Background: No standard chemotherapy regimen exists for primary CNS lymphoma, reflecting an absence of randomised studies. We prospectively tested two promising methotrexate-based regimens, one more intensive and a milder regimen, for primary CNS lymphoma in the elderly population, who account for most patients.
Methods: In this open-label, randomised phase 2 trial, done in 13 French institutions, we enrolled immunocompetent patients who had neuroimaging and histologically confirmed newly diagnosed primary CNS lymphoma, were aged 60 years and older, and had a Karnofsky performance scale score of 40 or more. Participants were stratified by Karnofsky performance scale score (<60 vs ≥60) and treating institution and randomly assigned (1:1) to receive methotrexate (3·5 g/m(2)) with temozolomide (150 mg/m(2)) or methotrexate (3·5 g/m(2)), procarbazine (100 mg/m(2)), vincristine (1·4 mg/m(2)), and cytarabine (3 mg/m(2)). Neither regimen included radiotherapy; both included prophylactic G-CSF and corticosteroids. The primary endpoint was 1-year progression-free survival. Analysis was intent to treat, in a non-comparative phase 2 trial design. This study is registered with ClinicalTrials.gov, number NCT00503594.
Findings: Between July 16, 2007, and March 25, 2010, 98 patients were enrolled, of whom 95 were randomly assigned and analysed; 48 to methotrexate with temozolomide and 47 to methotrexate, procarbazine, vincristine, and cytarabine. 1-year progression-free survival was 36% (95% CI 22-50) in the methotrexate, procarbazine, vincristine, and cytarabine group and 36% (22-50) in the methotrexate with temozolomide group; median progression-free survival was 9·5 months (95% CI 5·3-13·8) versus 6·1 months (3·8-11·9), respectively. Objective responses were noted in 82% (95% CI 68-92) of patients in the methotrexate, procarbazine, vincristine, and cytarabine group versus 71% (55-84) of patients in the methotrexate with temozolomide group. Median overall survival was 31 months (95% CI 12·2-35·8) in the methotrexate, procarbazine, vincristine, and cytarabine group and 14 months (8·1-28·4) in the methotrexate with temozolomide group. No differences were noted in toxic effects between the two groups. The most common grades 3 and 4 toxicities in both groups were liver dysfunction (21 [4%] in the the methotrexate and temozolomide group and 18 [38%] in the methotrexate, procarbazine, vincristine, and cytarabine group), lymphopenia (14 [29%] and 14 [30%]), and infection (six [13%] and seven [15%]). To date, 33 (69%) patients in the methotrexate and temozolomide group have died, versus 31 (55%) in the methotrexate, procarbazine, vincristine and cytarabine group. Quality-of-life evaluation (QLQ-C30 and BN20) showed improvements in most domains (p=0·01-0·0001) compared with baseline in both groups. Prospective neuropsychological testing showed no evidence of late neurotoxicity.

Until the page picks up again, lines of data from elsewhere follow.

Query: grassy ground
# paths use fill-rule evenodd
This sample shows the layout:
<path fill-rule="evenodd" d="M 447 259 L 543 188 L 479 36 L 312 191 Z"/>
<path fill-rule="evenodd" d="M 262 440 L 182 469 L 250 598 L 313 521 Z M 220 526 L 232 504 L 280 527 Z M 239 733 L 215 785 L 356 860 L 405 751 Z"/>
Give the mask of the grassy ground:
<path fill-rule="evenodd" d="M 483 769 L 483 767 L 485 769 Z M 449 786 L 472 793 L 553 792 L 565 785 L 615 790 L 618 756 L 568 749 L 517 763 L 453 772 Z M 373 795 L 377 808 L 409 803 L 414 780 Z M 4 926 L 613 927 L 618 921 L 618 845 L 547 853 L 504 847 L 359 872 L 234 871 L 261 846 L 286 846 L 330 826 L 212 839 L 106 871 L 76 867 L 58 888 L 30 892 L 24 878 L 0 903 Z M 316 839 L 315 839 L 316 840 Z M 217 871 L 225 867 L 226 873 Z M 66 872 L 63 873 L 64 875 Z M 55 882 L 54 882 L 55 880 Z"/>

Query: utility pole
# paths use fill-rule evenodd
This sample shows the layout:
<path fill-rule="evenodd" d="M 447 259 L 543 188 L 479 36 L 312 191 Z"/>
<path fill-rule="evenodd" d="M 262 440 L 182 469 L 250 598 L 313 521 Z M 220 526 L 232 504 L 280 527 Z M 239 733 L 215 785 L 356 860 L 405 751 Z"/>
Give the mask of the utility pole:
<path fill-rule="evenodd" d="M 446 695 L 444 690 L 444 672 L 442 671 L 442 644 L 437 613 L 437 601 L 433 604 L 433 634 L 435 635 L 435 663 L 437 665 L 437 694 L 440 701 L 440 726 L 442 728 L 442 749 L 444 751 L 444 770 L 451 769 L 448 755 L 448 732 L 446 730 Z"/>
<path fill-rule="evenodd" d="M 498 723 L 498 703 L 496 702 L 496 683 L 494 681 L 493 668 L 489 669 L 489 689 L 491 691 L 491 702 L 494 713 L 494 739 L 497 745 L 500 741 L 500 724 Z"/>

Interpretation: In this study of two different methotrexate-based combination regimens in elderly patients, the efficacy endpoints tended to favour the methotrexate, procarbazine, vincristine, and cytarabine group. Both regimens were associated with similar, moderate toxicity, but quality of life improved with time, suggesting pursuing treatment in these poor prognosis patients is worthwhile. New alternatives are needed to improve response duration in this population.
Funding: Schering-Plough/Merck and French Government.